Practical training for supervisors and managers should both inspire and provide them with tangible skills for making real change occur.
- By Robert Pater
- Nov 01, 2013
All of those who work in the land of too little time, shrunken resources, and high expectations could use more leverage to make big things happen. "Leverage" is an interesting term. True, some equate this with force or intimidation, as in "I have leverage over that person," or just having an extra edge. Finance-oriented people may define leverage as using borrowed funds to realize much larger gains.
Physically, leverage means employing the right mechanics (often with lever and fulcrum) to be able to move something that's too heavy or bulky to maneuver with direct force. The common thread in all cases? Leverage means increasing your power to get the most from the least.
For wise leaders, well-applied leverage entails influencing people toward getting positive results with minimal effort – high-grading leaders' ability "to change the future" beyond where it was heading.
Leverage is key to boosting "productivity," as defined by the mathematical formula of output divided by input: P = O/I. From this perspective, you can raise productivity in four ways:
1. Raise output with the same input. Increasing the numerator means getting more out of existing resources. It might equate to “working harder” with the same staff, equipment, and/or timelines or using preexisting safety programming to break through static plateaus of performance.
2. Lower input while maintaining output. Decreasing the denominator could translate into cutting staff or their budgets while expecting them to take care of the same workload as when fully staffed.
3. Lower input while simultaneously raising output. Raising numerator and lowering denominator, in other words, reducing budgets and/or staff while they are expected to get even more done. This might sound theoretically compelling (only to those not actually doing the work), but in my experience this is non-sustainable over the long haul. Sure, many people are able to work harder with fewer resources and support for a limited time. But after a while with no relief in sight, they often fatigue, get distracted, become disillusioned, or burn out. Injuries, presenteeism (they’re there in body but not fully in mind), absenteeism, disengagement, quality issues, and accidents soon rise.
4. Raising output proportionally higher than raising input. This typically means investing in changes (in equipment, procedures, training, etc.) where the payback outpaces the investment. For example, purchasing PPE for a fraction of the costs of the injuries they help prevent or releasing time for critical staff to plan a more effective safety intervention, where release time is minimal compared to improvements in engagement, safety performance, communications, and smoother flow of production.

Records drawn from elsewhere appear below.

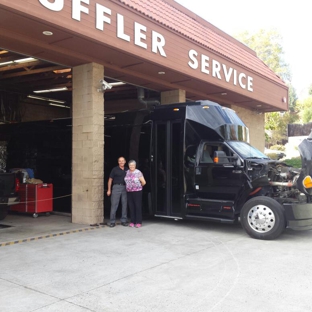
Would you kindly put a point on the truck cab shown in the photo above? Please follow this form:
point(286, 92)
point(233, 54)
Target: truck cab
point(199, 165)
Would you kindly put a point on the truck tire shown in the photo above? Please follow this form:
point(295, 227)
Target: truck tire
point(3, 212)
point(263, 218)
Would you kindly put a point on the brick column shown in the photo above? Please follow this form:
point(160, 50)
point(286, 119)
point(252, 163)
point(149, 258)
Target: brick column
point(88, 145)
point(173, 96)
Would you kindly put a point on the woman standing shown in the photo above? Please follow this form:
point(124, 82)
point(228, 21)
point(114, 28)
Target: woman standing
point(134, 184)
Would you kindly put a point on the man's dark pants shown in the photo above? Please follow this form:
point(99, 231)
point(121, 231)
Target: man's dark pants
point(118, 193)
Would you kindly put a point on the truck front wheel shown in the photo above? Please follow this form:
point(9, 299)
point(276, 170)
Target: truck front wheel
point(3, 211)
point(263, 218)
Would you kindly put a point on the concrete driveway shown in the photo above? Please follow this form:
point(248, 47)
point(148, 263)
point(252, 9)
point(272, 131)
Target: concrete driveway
point(163, 266)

For many companies, this fourth strategy can be a realistic approach to leveraging productivity.
In his classic book "High Output Management," Intel founder Andrew Grove pointed to three types of leadership leverage for attaining maximum output from minimum input:
1. Influencing one person over a period of time. Examples of this might be a focused performance review, meeting with a worker to set clearer expectations, anchoring praise for a job well done, etc.

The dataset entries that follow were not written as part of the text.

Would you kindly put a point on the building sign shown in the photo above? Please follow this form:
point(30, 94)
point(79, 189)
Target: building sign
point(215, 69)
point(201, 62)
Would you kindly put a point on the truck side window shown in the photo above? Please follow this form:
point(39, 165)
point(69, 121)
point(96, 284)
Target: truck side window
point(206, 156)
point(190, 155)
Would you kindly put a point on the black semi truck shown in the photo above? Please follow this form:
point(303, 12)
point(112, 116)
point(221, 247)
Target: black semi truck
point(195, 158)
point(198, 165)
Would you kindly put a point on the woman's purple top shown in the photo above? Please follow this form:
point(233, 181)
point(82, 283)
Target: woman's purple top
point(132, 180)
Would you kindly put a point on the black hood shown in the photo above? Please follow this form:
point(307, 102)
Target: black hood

2. Influencing many people at once. A typical example of this “batching” approach would be broadcasting information to many at the same time via email, conference call, or in person.
3. Influencing many people over time. This includes effective training that changes skills and actions; creating policies and procedures that many can use into the future; hiring a lead, supervisor, or manager who changes the approach or culture; thorough safety investigations that are realistic and internally publicized; and more.

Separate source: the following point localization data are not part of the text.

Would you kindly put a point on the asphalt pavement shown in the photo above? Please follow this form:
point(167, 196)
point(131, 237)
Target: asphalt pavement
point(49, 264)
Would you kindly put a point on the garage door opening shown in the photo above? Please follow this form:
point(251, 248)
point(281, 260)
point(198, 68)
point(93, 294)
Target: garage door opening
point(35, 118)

In addition to Grove's three approaches, I propose a fourth: Simultaneous Thinking, which is accomplishing multiple objectives at the same time. Such as making plans and taking ensuing actions that simultaneously elevate safety communications, safer actions, worker engagement, managerial commitment, and quality.
There are several ways leaders can heighten their leverage. One is to activate others. I think of leadership as "making positive things happen by working through others." It's less what a leader does himself or herself that makes the largest impact on the organization; it's what he or she can bring about. Or, going back to Grove, "Activity does not equal output." The strongest leaders make things happen.
Practical training for supervisors and managers should both inspire and provide them with tangible skills for making real change occur, for passing the message and methods on for better and lasting performance. We've worked with another practical and proven way to accomplish this: developing and then working through peer change agents. Ranae Adee, former safety manager at a Pfizer plant, carefully chose employees to become trained in a safety system, then provided the time and support to catalyze improvements in daily actions. Results were highly successful on multiple levels. Ranae said, "It was like we added 14 people to the safety office."
Leaders also can heighten leverage by changing their "position." No, I don't mean being on both sides of an issue like a gladhanding politician (this will backfire, reducing credibility); I'm referring to employing the Proximity Principle (similar in physics to the Moment Arm Principle and the Universal Gravitational Law). In other words, the closer two objects are, the more pull/influence they exert on the other. On an injury prevention level, getting closer to an object you wish to move/push/pull/lift (within limits) both increases ability to exert strength and reduces forces concentrating in the lower back. In terms of leadership, making "closer" contact and communications heightens influence.
Artfully selecting, applying, and sometimes combining Grove's three leverage approaches with working through others and shrinking communication distance can help leaders create more and better output with minimal time and input.